[El viaje de Sylwester] Línea principal III
EL ARTEFACTO III
(Presente: año 252 de la Confederación)
El regreso a Luzjda fue un paseo agradable. Stanislaw y Marek se quedaron ocultos cerca de la hoguera, para apagarla cuando los restos estuvieran consumidos y evitar el riesgo de incendiar el bosque. Por ello, era Jaroslaw quien los mandaba. Nikolai, que abría la marcha junto con el nuevo jefe, no paraba de presumir de haber abatido a tres de los cinco muertos vivientes. Sylwester caminaba disfrutando del sendero forestal y llevaba detrás a Agnieszka, que se empeñaba en animar a Piotr.
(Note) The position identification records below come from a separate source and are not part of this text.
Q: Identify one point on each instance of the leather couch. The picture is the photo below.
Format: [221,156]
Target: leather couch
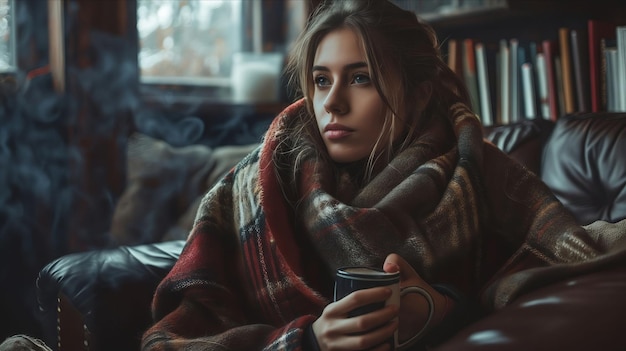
[100,300]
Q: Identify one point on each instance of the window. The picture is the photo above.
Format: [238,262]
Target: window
[7,36]
[188,42]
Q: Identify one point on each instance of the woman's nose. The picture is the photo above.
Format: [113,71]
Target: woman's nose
[336,101]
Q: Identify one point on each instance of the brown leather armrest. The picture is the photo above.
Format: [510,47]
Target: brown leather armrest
[586,313]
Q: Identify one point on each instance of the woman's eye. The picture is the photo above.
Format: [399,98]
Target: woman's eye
[361,79]
[321,81]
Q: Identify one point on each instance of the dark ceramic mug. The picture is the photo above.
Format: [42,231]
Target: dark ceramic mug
[349,279]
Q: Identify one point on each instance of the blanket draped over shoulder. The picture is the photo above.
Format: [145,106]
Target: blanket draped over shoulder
[258,268]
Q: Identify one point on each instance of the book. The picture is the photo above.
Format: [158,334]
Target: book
[454,58]
[596,31]
[504,84]
[580,64]
[469,72]
[612,81]
[516,59]
[620,92]
[567,85]
[542,87]
[558,78]
[483,84]
[528,89]
[547,47]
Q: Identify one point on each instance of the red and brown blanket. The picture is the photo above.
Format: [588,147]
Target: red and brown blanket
[257,268]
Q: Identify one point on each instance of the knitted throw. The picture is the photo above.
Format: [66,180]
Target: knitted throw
[257,268]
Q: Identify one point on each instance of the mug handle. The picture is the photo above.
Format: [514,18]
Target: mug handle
[431,312]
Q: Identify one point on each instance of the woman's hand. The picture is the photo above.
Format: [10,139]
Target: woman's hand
[335,330]
[414,308]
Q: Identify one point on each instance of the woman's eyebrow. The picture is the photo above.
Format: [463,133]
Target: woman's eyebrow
[347,67]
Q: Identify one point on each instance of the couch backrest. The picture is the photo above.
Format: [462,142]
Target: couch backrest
[584,163]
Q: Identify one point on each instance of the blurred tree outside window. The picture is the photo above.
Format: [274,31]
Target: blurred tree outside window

Sylwester tuvo la extraña sensación de que la calidez transmitida por el artefacto, que llevaba en la mano derecha para evitar que se le pudiera perder, era mayor mientras más tiempo caminaban por el bosque. Llegó a pensar que aquel artilugio se sentía feliz por haber salido del cementerio. No eran las sensaciones que debería inspirarle un objeto maligno que sacaba a los muertos de sus tumbas.
—¡Vais muy rápido! —gritó Sylwester a Jaroslaw y a Nikolai mientras aflojaba el paso para dejar que Agnieszka y Piotr le alcanzaran.
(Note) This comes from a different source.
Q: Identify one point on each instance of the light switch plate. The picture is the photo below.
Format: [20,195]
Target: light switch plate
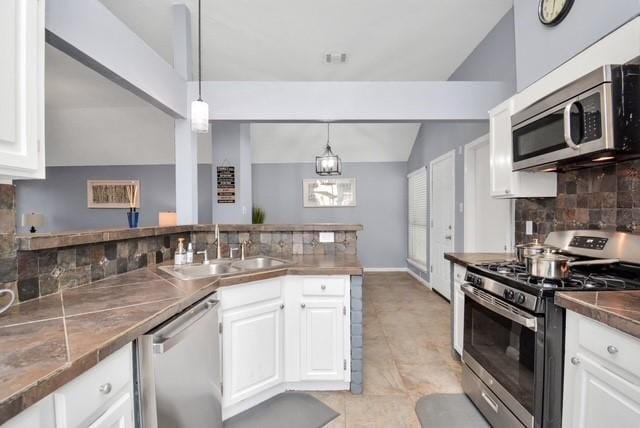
[326,237]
—No te preocupes —le dijo Agnieszka con una sonrisa—, soy yo la que va lenta.
Jaroslaw y Nikolai los esperaron, pero cuando reemprendieron la marcha, sin darse cuenta, volvieron a dejarlos atrás. Agnieszka se negaba a admitirlo, pero debía de sentirse muy dolorida porque, en condiciones normales, sería ella quien los dejaría atrás.
—¡Anda, Sylwester! —dijo de pronto Agnieszka—. Convence a Piotr. ¿A que tú también has pasado mucho miedo en el último combate?
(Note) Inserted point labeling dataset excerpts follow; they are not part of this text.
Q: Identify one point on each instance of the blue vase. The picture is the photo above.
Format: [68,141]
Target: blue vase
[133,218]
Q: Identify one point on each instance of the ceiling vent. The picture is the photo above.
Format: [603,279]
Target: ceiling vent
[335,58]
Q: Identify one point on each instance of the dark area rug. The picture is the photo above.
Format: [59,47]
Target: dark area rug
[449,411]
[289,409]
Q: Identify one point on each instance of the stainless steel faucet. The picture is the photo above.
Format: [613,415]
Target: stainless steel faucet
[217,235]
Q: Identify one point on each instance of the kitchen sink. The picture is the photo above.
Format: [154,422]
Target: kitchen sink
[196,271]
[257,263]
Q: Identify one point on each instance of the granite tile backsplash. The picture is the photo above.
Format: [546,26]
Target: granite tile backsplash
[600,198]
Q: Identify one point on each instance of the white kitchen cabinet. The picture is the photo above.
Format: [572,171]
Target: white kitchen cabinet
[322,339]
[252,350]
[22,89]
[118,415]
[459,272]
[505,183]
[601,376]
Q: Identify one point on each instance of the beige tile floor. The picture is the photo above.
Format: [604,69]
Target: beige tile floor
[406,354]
—Me temblaban tanto las manos que tuve que tirar el arco.
—Sí, pero lo hiciste para coger el hacha y el escudo —dijo Piotr—. Y tú, que solo tenías un coselete, formaste con los demás, mientras que yo lloraba en el suelo. ¡Te podían haber matado por mi culpa!
—Pero no lo han hecho. Te levantaste y te enfrentaste a los muertos vivientes. Me habrían matado de no ser por ti, pero no te lo repetiré más. Adelántanos, que quiero hablar con Sylwester.
Piotr se alejó rezongando. Agnieszka lo miró apenada y suspiró.
—Todos lo hemos pasado mal —dijo Sylwester—. Hasta Jaroslaw, que es más experto, flaqueó. Y en ningún momento ha peleado mal. No entiendo por qué está así.
—Sabes reconocer cualquier árbol de lejos —respondió Agnieszka, con otra sonrisa—, pero te cuesta entender a la gente.
Piotr está en la milicia porque es la mayor ilusión de su padre. Quiere ser el guerrero perfecto y por eso se hunde ante cualquier fallo. Y hoy no he ayudado. Me asusté cuando me vi enfrentada a dos y le chillé pidiéndole auxilio. Tendría que haberme callado, es culpa mía.
—No te culpes. Yo habría hecho lo mismo.
Agnieszka le agradeció la frase posándole una mano en el hombro un instante. Sylwester asintió e inspiró el olor a vida del paraje que atravesaban. Agnieszka apenas era cuatro años mayor que Piotr y que él, pero se preocupaba por el bienestar de los milicianos más jóvenes como si fuera una madre.
—¿Cómo estás? —preguntó Sylwester.
—No muy bien, pero que no se entere Piotr. Creo que no me he roto nada. Supongo que unos emplastos de árnica, algún mimo, un día de reposo y me habré recuperado. ¿Y tú?
—Ni toqué a los muertos vivientes ni me tocaron a mí.
—Laska se alegrará.
Agnieszka le dedicó un guiño y él se limitó a sonreír con los ojos cerrados y a doblar la cabeza. Lo que dijo la exploradora a continuación, ya se lo temía.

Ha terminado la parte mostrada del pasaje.